TSA Union Power Grab


It’s been a bad couple of weeks for taxpayers and airport travelers – but a good one for government employee unions. As if the Transportation Security Administration’s (TSA) intrusive screening methods and long lines weren’t bad

enough already, two recent decisions by the Obama administration will make traveling more difficult for travelers and more expensive for taxpayers.

On Feb. 4, the administration gave TSA officials the right to unionize the agency’s work force, which previously had been waived “in light of their critical national security responsibilities.” This means that if TSA officers vote for it, up to 50,000 new union members will be paying hefty union dues – possibly $30 million annually, with the bill paid by taxpayers – for on-the-job conveniences and greater job security.

For travelers, that likely will lead to longer lines and even less responsive officials, who will feel secure in the knowledge that it’s ridiculously difficult to fire a unionized government employee. For taxpayers, it will mean paying more for the annoying status quo as the TSA employees become subject to union contracts that impose politicized, escalating pay scales that rely more on seniority and bureaucratic job-title classifications than on performance.

Safety also could be compromised. Sen. Roger Wicker, Mississippi Republican, who is attempting to ban collective-bargaining rights with a legislative amendment, says, “It’s no different from FBI agents or Secret Service agents. [TSA agents are] protected in other ways, but the union contracts and the demands of collective bargaining are cumbersome and less flexible than what we need in national security situations.”

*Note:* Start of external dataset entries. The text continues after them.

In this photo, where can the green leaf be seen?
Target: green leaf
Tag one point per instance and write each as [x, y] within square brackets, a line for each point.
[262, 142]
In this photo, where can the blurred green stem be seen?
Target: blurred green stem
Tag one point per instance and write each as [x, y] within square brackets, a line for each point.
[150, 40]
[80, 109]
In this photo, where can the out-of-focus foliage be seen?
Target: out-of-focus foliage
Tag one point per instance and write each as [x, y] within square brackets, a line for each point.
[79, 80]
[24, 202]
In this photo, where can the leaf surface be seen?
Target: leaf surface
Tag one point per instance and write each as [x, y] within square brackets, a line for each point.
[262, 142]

TSA Administrator John Pistole asserts that there will be no collective bargaining on security-related issues – for an agency whose middle name is “Security.” In fact, airline security is TSA’s entire mission.

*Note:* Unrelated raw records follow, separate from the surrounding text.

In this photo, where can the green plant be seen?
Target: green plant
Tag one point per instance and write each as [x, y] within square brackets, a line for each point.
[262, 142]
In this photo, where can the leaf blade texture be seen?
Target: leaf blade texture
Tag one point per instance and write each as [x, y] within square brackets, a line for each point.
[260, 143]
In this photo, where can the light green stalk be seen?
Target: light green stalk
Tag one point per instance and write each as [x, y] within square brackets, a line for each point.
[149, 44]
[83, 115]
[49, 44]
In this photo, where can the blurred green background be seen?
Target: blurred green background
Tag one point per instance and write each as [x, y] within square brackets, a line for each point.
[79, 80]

Rep. John L. Mica, Florida Republican, one of the authors of the legislation that created the TSA and now chairman of the House Transportation and Infrastructure Committee, recently proposed ending the agency’s monopoly on airport screening processes nationwide.

“When the TSA was established, it was never envisioned that it would become a huge, unwieldy bureaucracy which was soon to grow to 67,000 employees,” Mr. Mica wrote in a letter last year to the heads of more than 150 airports nationwide. “As TSA has grown larger, more impersonal, and administratively top-heavy, I believe it is important that airports across the country consider utilizing the opt-out provision provided by law.”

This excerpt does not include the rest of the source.